As I watch the bids on eBay, I am watching a piece of a professional wardrobe slip away. I don’t have many pieces of this wardrobe left–I haven’t worn a pair of heels and a suit for years–but this wardrobe and its shoes represent a very successful career that I loved and left voluntarily to get me to where I am now. It’s not how much it was worth monetarily, it’s the emotional attachment to a career and an image that I mourn.
Rites of passage feel like hard left turns.
Family Skeletons and Heirloom Gifts
As I shipped my great grandma’s rocker to my family, other great grandma items got critiqued as well. Many heirlooms went to my sister, a few to my daughter, and some will go into the estate sale. But one selection, in particular, I don’t know what to do with. It’s a ceramic piece of Black Americana, which in today’s perspective, would be seen as very racist.
What is my responsibility to this piece? Should I pass it to a family member, sell it, or destroy it? I’m not sure why my Grandma had it (was it a gift to her?), and I don’t remember her and I ever discussing it. It’s also an Occupied Japan piece, as well.
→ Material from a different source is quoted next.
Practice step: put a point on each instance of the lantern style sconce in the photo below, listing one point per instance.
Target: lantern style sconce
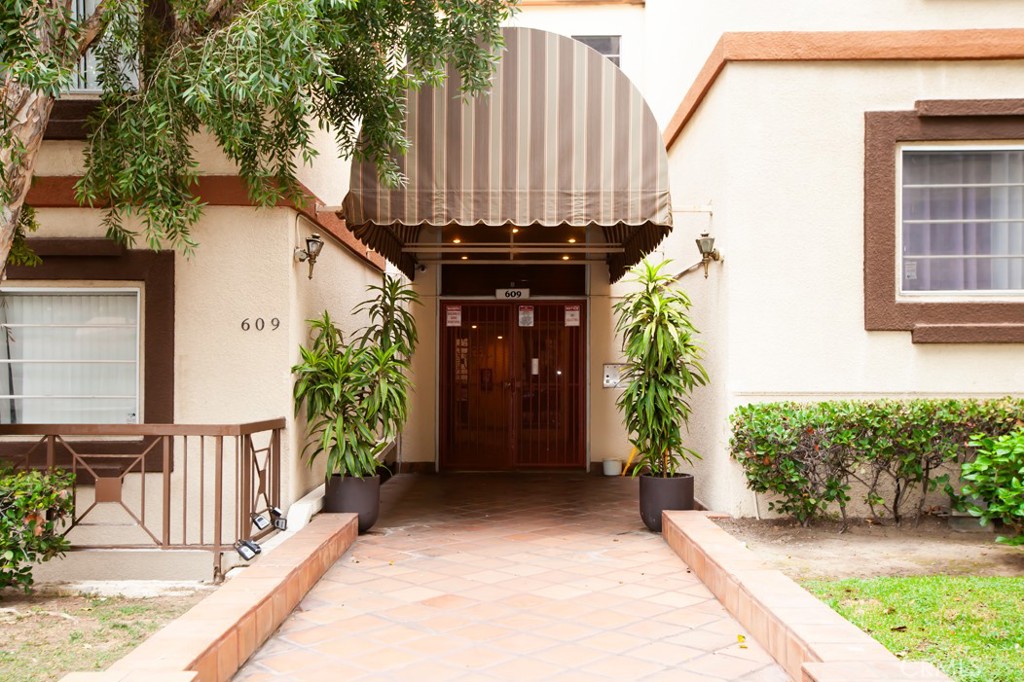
(313, 246)
(708, 251)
I don’t feel right selling it. I don’t want to pass on racism. Yet, I don’t want to destroy it because of the memories attached to it. I’ve actually written the ethicist columnist at the New York Times for an opinion. What would you do?
Does throwing out a racist heirloom correct anything? If my great granddaughter were to find it in the future, what would she think?
Reckoning weighs heavy.
Pull Off the Band-aid
As we have mentioned our plans with friends and family, so many of them have stated that they could never get rid of their stuff. They are too emotionally attached to it.
But after all, we can’t take it with us. The only difference between now and later is that we’re alive and our kids aren’t dealing with all of our stuff when we’re dead.
I keep telling myself that this is a blessing.
And then I go eat some chocolate. Wonder when Costa Rica is going to open. And concentrate on today.